Wat vordert de werkneemster?
De werkneemster vordert dat de kantonrechter bij wijze van voorlopige voorziening de werkgever veroordeelt om de werkneemster binnen 24 uur na betekening van het vonnis:
- toe te laten tot haar taken en verantwoordelijkheden, die voorheen bij haar waren ondergebracht in haar functie als HR Business Partner EMEA, met de daarbij behorende rapportagelijnen en arbeidsvoorwaarden, en haar tot de uitvoering van de bijbehorende werkzaamheden blijvend ook de gelegenheid te stellen en wel totdat de arbeidsovereenkomst rechtsgeldig zal zijn geëindigd
- zorg te dragen voor een interne berichtgeving aan alle medewerkers binnen HR en aan het management, dat de werkneemster bij uitsluiting van ieder ander verantwoordelijk is voor alle HR aangelegenheden binnen EMEA zoals die blijken uit haar voormalige functieomschrijving HR Business Partner EMEA;
- dit voorgaande op straffe van een dwangsom van € 1.000 voor iedere dag of een gedeelte daarvan dat de werkgever daarvan in gebreke blijft.
Spoedeisend belang
De vordering in kort geding kan alleen worden toegewezen als de werkneemster daarbij een spoedeisend belang heeft. Dat is hier, gelet op de aard van de vordering (wedertewerkstelling in de bedongen arbeid), het geval. Dat de werkneemster ondanks de wijzigingen in haar functie nog haar volledige salaris en arbeidsvoorwaarden ontvangt, doet aan het spoedeisende karakter van de vordering niet af.
Functie onrechtmatig en eenzijdig gewijzigd
De werkneemster stelt zich op het standpunt dat haar functie onrechtmatig en eenzijdig is gewijzigd. de werkgever heeft over de wijzigingen geen enkel overleg met de werkneemster gevoerd en het besluit zonder nadere onderbouwing of toelichting op de beweegredenen medegedeeld.
De wijzigingen zijn zo ingrijpend dat wel degelijk sprake is van een demotie. Haar oude taken en bevoegdheden zijn aan de nieuwe senior HR Business Partner EMEA toebedeeld en voor de werkneemster resteren nog slechts administratieve en operationele taken, die onder haar niveau liggen, aldus nog steeds de werkneemster.

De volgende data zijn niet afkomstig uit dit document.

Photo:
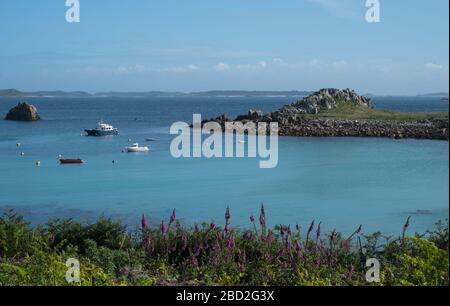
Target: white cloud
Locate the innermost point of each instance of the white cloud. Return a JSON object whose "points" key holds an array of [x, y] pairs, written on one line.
{"points": [[222, 67], [277, 60], [262, 64], [340, 64], [182, 69], [340, 8], [433, 67]]}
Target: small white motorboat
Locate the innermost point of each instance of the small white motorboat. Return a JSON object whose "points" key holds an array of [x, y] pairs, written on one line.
{"points": [[136, 148]]}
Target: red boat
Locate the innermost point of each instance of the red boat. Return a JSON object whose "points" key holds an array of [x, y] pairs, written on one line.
{"points": [[71, 161]]}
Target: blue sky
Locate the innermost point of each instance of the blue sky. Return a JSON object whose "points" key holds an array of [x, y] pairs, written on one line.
{"points": [[193, 45]]}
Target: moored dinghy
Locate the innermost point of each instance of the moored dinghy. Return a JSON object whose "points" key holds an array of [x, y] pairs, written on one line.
{"points": [[134, 148]]}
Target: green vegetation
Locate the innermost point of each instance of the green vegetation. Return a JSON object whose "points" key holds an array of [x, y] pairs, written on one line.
{"points": [[169, 254], [347, 110]]}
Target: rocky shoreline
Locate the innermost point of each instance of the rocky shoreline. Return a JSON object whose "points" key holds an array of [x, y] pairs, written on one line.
{"points": [[23, 111], [303, 119]]}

Werkgever: geen sprake van demotie
De werkgever stelt zich op het standpunt dat geen sprake is van een demotie, aangezien het contract, salaris en functietitel niet zijn gewijzigd en er geen sprake is van een significante materiële wijziging in de functie-inhoud. De werkgever moet de onderneming zo kunnen inrichten dat het voortbestaan daarvan ook op lange termijn verzekerd is.
Zwaarwichtig belang
De werkgever was bevoegd de organisatie te herstructureren en had daarbij ook een zwaarwichtig belang waarvoor het belang van de werkneemster moet wijken. De wijzigingen hebben niets met het functioneren van de werkneemster te maken, maar waren noodzakelijk vanwege de toenemende schaalgrootte van het werk. Door de grootte van EMEA lag er teveel werk op het bord van de HR Business Partner (de werkneemster). Hierdoor werd de HR Director vanuit de VS meer betrokken in de werkzaamheden dan noodzakelijk zou moeten zijn vergeleken met de andere regio’s.

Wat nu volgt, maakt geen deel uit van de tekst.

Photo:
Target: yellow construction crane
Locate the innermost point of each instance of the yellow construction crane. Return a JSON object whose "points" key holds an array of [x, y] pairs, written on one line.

Met daarbij de groeistrategie en de verwachtingen van de eigenaren werd het noodzakelijk geacht om gelijk met de nieuwe focus ook een meer senior expertise in te brengen om HR-strategieën te ontwikkelen en uit te voeren voor de regio. Om deze redenen is besloten de EMEA-regio te herdefiniëren (‘refocus’ op de belangrijke landen) en een extra laag in de HR-structuur te introduceren (creëren van een nieuwe functie van senior HR Business Partner EMEA), aldus nog steeds de werkgever.
Oordeel kantonrechter
De kantonrechter overweegt als volgt. De werkgever heeft terecht opgemerkt dat hij als ondernemer een zekere vrijheid heeft haar onderneming zo in te richten dat het voortbestaan daarvan ook op lange termijn verzekerd is. Dat neemt niet weg dat een werkgever daarbij de rechten en belangen van zijn werknemers dient te respecteren.

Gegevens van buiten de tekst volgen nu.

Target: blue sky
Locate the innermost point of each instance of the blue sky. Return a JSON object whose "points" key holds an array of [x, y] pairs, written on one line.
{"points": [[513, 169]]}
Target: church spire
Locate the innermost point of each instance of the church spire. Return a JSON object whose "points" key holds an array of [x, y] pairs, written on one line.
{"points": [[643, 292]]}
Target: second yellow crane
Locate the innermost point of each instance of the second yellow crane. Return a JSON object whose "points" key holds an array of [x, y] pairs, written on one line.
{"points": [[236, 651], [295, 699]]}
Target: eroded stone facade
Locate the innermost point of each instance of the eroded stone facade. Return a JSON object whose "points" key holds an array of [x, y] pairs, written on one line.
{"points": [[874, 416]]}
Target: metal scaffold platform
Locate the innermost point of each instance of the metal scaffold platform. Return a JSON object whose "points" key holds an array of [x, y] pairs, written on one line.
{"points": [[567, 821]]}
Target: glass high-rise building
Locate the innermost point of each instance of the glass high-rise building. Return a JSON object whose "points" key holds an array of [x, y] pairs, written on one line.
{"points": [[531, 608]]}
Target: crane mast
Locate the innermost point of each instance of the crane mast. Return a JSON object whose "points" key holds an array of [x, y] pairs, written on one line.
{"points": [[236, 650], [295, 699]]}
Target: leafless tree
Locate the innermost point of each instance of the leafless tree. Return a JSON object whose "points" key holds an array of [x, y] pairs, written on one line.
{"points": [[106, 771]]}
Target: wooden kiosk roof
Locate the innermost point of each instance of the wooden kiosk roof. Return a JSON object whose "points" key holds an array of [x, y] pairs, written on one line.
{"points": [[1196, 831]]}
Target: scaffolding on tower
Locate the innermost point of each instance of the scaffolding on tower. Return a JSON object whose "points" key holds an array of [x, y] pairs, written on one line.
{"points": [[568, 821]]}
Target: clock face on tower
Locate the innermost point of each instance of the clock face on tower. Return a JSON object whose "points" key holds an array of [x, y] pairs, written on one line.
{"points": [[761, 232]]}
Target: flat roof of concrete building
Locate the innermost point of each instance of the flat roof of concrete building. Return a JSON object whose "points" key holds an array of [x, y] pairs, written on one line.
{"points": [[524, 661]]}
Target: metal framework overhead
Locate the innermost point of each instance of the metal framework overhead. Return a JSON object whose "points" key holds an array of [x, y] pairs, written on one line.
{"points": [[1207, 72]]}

Organisatorische veranderingen noodzakelijk?
Wanneer door een organisatiewijziging de belangen/rechten van werknemers in het geding komen, zal de werkgever zijn beslissingen moeten kunnen verantwoorden door te onderbouwen waarom de organisatorische veranderingen noodzakelijk zijn.
Zodanig zwaarwichtig belang
In geval de organisatorische wijzigingen leiden tot een wijziging in de arbeidsvoorwaarden van een werknemer, dient de werkgever bij die wijziging een zodanig zwaarwichtig belang te hebben dat het belang van de werknemer dat door die wijziging zou worden geschaad, naar maatstaven van redelijkheid en billijkheid moet wijken (artikel 7:613 BW en artikel 11.4 van de arbeidsovereenkomst).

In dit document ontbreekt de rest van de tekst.